Autonomous Evaluation of Whole Slide Imaging (WSI) and Radiology Imaging Dataset Quality, a suite of software tools for comprehensive dataset evaluation and summarization with respect to correctness, completeness, coverage, and consistency
DataCard examines submitted images for artifacts and provides a scorecard with descriptive and quantitative measures of dataset quality including image quality, metadata, and annotation quality for both mammography and histopathology whole slide images.
An outline of the DataCard pipeline is given below. Patient data from the provider, along with metadata and dataset information, is processed by data quality modules across several dimensions to produce the various output components of the DataCard including visualizations and reports.
DataCard is based on 4C dimensions described below:
There are 4 main dimensions in the DataCard
- Correctness: Correctness refers to the accuracy of the recorded data, including the medical images, the disease labels, and patient metadata.
- Completeness: Completeness refers to the proportion of samples that contains all associated data and metadata values.
- Coverage: Coverage refers to the amount and variety of data along different factors of variation.
- Consistency: Consistency refers to the uniformity of data quality across different subgroups and collection sites.
Individual tools developed to assess patient datasets across different dimensions and produce the various components of the DataCard are outlined below:
HistoART is a Python-based toolkit designed for researchers and professionals working with digital pathology images. Its primary goal is to facilitate effective detection, classification, and quantification of artifacts in a histopathological slide dataset through both deep learning and hand-crafted feature approaches. This toolkit is particularly aimed at pathologists, data scientists, and students looking to streamline and enhance their analysis workflows.
Repository link: HistoART
Correctness DM is an in-development Python-based toolkit designed to automatically identify common image quality issues and artifacts in Digital Mammography images. This code will be available once development is completed.
Repository link: Correctness DM
M3C is a comprehensive tool for assessing the Completeness, Coverage, and Consistency of the metadata in patient datasets.
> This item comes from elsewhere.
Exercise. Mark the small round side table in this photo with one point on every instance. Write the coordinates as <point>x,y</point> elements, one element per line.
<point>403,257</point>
The tool produces metadata features from patient metadata information as well as visualizations of available and missing data fields and distributions of values within individual fields.
Repository link: M3C
An outline of the metadata assessment pipeline is given below.
If you utilize DataCard in your research or applications, please cite the repository:
@misc{DataCard2025,
author = {Seyed M. Kahaki, Alexander R. Webber, Tahsin Rahman},
title = {DataCard},
year = {2025},
publisher = {GitHub},
journal = {GitHub Repository},
howpublished = {\url{https://github.com/DIDSR/DataCard}},
}All code and data files required for this project, along with instructions to acquire any necessary external data, are provided within the repositories for the different dimensions described above.
Seyed Kahaki: [email protected]
Tahsin Rahman: [email protected]
This project was supported in part by an appointment to the ORISE Research Participation Program at the Center for Devices and Radiological Health, U.S. Food and Drug Administration, administered by the Oak Ridge Institute for Science and Education through an interagency agreement between the U.S. Department of Energy and FDA/CDRH.
This software and documentation (the "Software") were developed at the US Food and Drug Administration (FDA) by employees of the Federal Government in the course of their official duties. Pursuant to Title 17, Section 105 of the United States Code, this work is not subject to copyright protection and is in the public domain. Permission is hereby granted, free of charge, to any person obtaining a copy of the Software, to deal in the Software without restriction, including without limitation the rights to use, copy, modify, merge, publish, distribute, sublicense, or sell copies of the Software or derivatives, and to permit persons to whom the Software is furnished to do so. FDA assumes no responsibility whatsoever for use by other parties of the Software, its source code, documentation or compiled executables, and makes no guarantees, expressed or implied, about its quality, reliability, or any other characteristic. Further, use of this code in no way implies endorsement by the FDA or confers any advantage in regulatory decisions. Although this software can be redistributed and/or modified freely, we ask that any derivative works bear some notice that they are derived from it, and any modified versions bear some notice that they have been modified.